Another lesson of Bosnia, Rwanda and Kosovo is that conflicts involving genocide or crimes against humanity cannot be resolved without the involvement of institutions of justice. Revenge may offer the victims fleeting satisfaction, but only at the cost of a perpetual violent cycle of hate. Justice can offer survivors an opportunity to right the wrongs committed against them by holding accountable those who were responsible. Justice can be equally important to innocent members of national or ethnic groups involved in the conflict because it can help remove the stigma of guilt by association that settles over an entire group when some of its members have committed war crimes. Justice can also serve as a warning to others who might want to engage in similar acts in the future.

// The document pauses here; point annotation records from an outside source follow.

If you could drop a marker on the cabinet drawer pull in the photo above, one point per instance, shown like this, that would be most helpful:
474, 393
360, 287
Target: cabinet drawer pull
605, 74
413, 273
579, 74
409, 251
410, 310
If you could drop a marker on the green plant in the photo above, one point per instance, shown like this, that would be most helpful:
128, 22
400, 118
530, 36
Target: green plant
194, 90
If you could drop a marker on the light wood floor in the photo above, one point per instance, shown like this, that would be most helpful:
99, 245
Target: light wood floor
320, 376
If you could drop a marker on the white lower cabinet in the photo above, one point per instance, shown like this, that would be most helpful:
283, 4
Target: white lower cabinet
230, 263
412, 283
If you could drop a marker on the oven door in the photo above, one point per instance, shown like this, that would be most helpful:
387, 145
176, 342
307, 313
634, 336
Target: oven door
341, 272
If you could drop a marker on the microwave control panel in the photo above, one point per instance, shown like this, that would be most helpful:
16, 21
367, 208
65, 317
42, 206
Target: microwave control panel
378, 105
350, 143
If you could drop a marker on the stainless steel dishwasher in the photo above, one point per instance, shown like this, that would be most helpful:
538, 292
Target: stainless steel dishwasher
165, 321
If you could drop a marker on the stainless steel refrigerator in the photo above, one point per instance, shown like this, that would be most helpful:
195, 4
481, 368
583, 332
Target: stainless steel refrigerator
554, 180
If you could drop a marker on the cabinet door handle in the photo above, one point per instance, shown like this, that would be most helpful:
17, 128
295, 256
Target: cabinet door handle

For all these reasons the International Criminal Tribunals for the Former Yugoslavia and Rwanda are essential to the resolution of conflicts involving crimes against humanity. As Gutman and Rieff point out, the international community must help these tribunals to function as key elements of an evolving global response to war crimes—for example, by facilitating the arrest of indicted war criminals. What makes the two tribunals remarkable is that they are charting completely new territory in international law. Not even the Nuremburg trials involved bringing justice to an ongoing conflict as a means of ending it, and certainly no other international institution of justice has ever tried to do so.

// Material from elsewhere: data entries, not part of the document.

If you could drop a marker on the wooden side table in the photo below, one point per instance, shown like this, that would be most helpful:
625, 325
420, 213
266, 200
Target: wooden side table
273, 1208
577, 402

Of course, international justice by itself is not enough. Over the long run, the only way to deter war crimes is to build indigenous national institutions that foster the rule of law in countries that are emerging from conflict. Truth Commissions in South Africa, El Salvador and elsewhere have played a critical role in uncovering and rectifying human rights crimes. National courts must also play their role, as can national human rights commissions. For this reason international donor countries are now programming substantial amounts of foreign aid to support the rule of law in post-conflict and transitional countries. This aid is used, for example, to support the training of judges, court administrators, prosecutors, defense lawyers and the police. It also provides assistance for legal education and the writing of constitutions and a wide range of other law reform activities designed to create new institutions of domestic justice and human rights enforcement.

As the bloodiest century in history comes to a close, it is imperative that the promise of the Geneva Conventions be fulfilled. To do so we need a better understanding of modern war crimes and a stronger commitment to the evolving strategy for addressing them. “Crimes of War” is a solid contribution to the former and a provocative inspiration for the latter.

John Shattuck is United States Ambassador to the Czech Republic and former Assistant Secretary of State for Democracy, Human Rights and Labor, 1993-98. He and Hume have been married since 1991.